Many Americans cherish the ability to pass one’s wealth down to their children (and even grandchildren). A married individual may leave all of his/her assets to their spouse tax-free, but you’ll need also to do some estate planning to protect your spouse’s assets from estate and inheritance taxes when he/she passes away.
Gift Tax Exemption
One way to protect your assets from estate and inheritance taxes is to ‘gift’ money to your family or friends before you pass away. You and your spouse can each give up to $13,000 per year (to as many individuals as you like) without incurring any gift tax. Even if you exceed the lifetime maximum of $1,000,000 (or $2,000,000 for a married couple), the 35% tax on gifted assets is still lower than the estate tax rate ? unless the estate tax is reinstated at 45%-55%, as the Obama Administration has proposed.
Trust accounts can also be useful vehicles to help minimize estate tax and inheritance tax. Below are examples of trusts that are commonly used to ensure the proper distribution of assets.
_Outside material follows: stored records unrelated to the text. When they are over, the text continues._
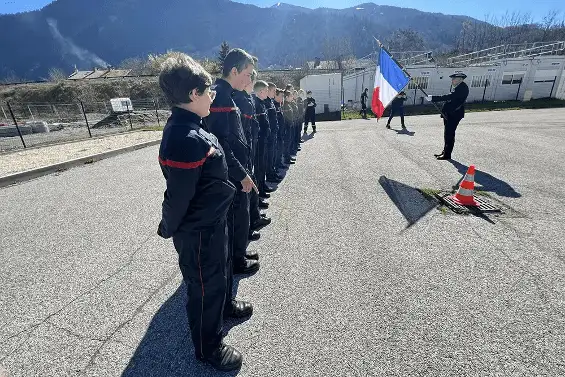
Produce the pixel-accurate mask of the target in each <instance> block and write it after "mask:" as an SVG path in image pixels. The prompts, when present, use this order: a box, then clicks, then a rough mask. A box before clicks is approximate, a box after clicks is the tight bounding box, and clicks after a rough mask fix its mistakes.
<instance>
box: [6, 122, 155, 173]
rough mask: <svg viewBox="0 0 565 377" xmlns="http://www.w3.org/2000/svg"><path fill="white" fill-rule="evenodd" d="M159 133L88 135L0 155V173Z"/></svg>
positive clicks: (37, 165)
mask: <svg viewBox="0 0 565 377" xmlns="http://www.w3.org/2000/svg"><path fill="white" fill-rule="evenodd" d="M161 135H162V132H161V131H141V132H128V133H123V134H119V135H112V136H108V137H104V138H99V139H88V140H84V141H77V142H73V143H67V144H59V145H51V146H47V147H42V148H33V149H27V150H22V151H18V152H13V153H8V154H5V155H2V157H1V158H0V177H3V176H6V175H9V174H14V173H19V172H22V171H26V170H30V169H36V168H40V167H43V166H48V165H52V164H57V163H61V162H65V161H68V160H73V159H76V158H81V157H86V156H90V155H93V154H98V153H102V152H106V151H110V150H115V149H120V148H125V147H129V146H131V145H135V144H140V143H144V142H147V141H151V140H159V139H160V138H161Z"/></svg>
A Living Trust is set up while you are alive, so that when you pass away, the successor trustee distributes your assets to the beneficiaries you’ve named. By doing this, your assets can avoid the probate process, but estate or inheritance taxes may not be eliminated entirely.
A Bypass Trust provides financial support for a surviving spouse and enables the couple to give the maximum amount of assets to their children (or other heirs) once both spouses pass away.
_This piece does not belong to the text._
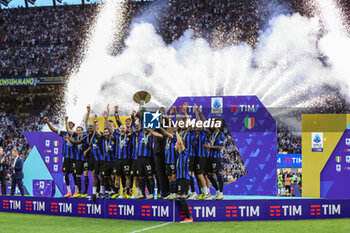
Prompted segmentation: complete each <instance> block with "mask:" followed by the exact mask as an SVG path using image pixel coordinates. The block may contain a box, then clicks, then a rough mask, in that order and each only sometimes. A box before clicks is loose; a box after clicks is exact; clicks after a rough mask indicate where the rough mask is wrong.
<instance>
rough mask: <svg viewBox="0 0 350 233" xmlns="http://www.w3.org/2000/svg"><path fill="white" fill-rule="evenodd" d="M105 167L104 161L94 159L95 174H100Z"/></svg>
mask: <svg viewBox="0 0 350 233" xmlns="http://www.w3.org/2000/svg"><path fill="white" fill-rule="evenodd" d="M102 169H103V161H96V160H94V174H97V175H98V174H100V172H102Z"/></svg>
An Irrevocable Life Insurance Trust is typically set up to benefit children and/or a surviving spouse. When you pass away, the proceeds of your life insurance will not be subject to estate or inheritance taxes.
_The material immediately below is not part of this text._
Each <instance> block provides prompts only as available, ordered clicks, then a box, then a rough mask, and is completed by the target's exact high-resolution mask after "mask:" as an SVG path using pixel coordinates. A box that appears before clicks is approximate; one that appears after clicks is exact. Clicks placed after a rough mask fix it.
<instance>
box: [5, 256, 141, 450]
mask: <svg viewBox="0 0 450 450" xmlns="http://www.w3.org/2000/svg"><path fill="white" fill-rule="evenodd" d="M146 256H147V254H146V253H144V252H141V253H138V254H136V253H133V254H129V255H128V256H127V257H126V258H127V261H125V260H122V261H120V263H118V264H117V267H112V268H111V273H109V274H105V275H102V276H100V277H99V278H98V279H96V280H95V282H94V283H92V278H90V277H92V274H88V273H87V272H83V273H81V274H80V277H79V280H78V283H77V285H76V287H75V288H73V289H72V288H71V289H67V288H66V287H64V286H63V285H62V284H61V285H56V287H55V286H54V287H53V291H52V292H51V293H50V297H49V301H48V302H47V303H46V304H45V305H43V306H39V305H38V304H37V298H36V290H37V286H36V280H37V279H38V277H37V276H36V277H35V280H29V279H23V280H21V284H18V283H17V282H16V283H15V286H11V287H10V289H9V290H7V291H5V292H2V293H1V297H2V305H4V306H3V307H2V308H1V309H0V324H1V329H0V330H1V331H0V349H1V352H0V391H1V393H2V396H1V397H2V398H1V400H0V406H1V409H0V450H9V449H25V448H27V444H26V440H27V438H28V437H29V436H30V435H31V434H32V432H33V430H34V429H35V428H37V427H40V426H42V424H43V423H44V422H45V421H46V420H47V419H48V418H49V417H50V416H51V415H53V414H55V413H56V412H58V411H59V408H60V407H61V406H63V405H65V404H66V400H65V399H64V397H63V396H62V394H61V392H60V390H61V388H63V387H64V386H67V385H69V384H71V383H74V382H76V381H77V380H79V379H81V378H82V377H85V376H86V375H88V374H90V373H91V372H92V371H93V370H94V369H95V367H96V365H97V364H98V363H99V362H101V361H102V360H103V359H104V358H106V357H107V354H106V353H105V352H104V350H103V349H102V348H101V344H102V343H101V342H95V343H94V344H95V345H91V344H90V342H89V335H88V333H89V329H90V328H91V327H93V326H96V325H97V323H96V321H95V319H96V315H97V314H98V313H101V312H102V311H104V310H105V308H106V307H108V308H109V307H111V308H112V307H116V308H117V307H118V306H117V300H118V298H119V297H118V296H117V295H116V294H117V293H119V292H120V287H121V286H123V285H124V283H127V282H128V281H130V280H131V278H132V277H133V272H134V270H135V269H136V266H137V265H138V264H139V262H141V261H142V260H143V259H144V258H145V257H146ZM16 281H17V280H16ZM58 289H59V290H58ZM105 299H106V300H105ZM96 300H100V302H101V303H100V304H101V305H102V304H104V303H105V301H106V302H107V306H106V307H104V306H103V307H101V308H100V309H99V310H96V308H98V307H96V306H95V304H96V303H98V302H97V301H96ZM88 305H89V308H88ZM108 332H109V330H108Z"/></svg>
A Charitable Remainder Trust can also help minimize the impact of estate and inheritance tax. This type of trust lets you designate a qualified charity (or other tax-exempt organization) as the recipient of the proceeds from your estate when you pass away. It also enables you and your spouse to continue receiving income from your assets until each of you passes away. A charitable remainder trust is irrevocable, but you may be able to maintain control over how the assets in the trust are managed and you may be able to modify the beneficiaries. You will have to fulfill the IRS requirement and distribute a minimum portion of your assets (currently 5%) each year to the charity, but you will be also able to claim a tax deduction for charitable contributions. Another benefit to this type of trust is that any realized profits are exempt from capital gains tax, meaning that you can pass on a greater portion of your estate to charity.
A Charitable Lead Trust works in a similar manner as a Charitable Remainder Trust in that a designated charity receives a certain percentage of your income every year. However, when you pass away, a Charitable Lead Trust distributes your remaining assets to your surviving spouse and any other beneficiaries you named (rather than to the charitable organization).
There are several ways to reduce the amount of estate tax or inheritance tax that your assets will be subject to upon your passing. It’s pays to be prepared and have a good estate planning lawyer to help you design an effective and pro-active tax strategy.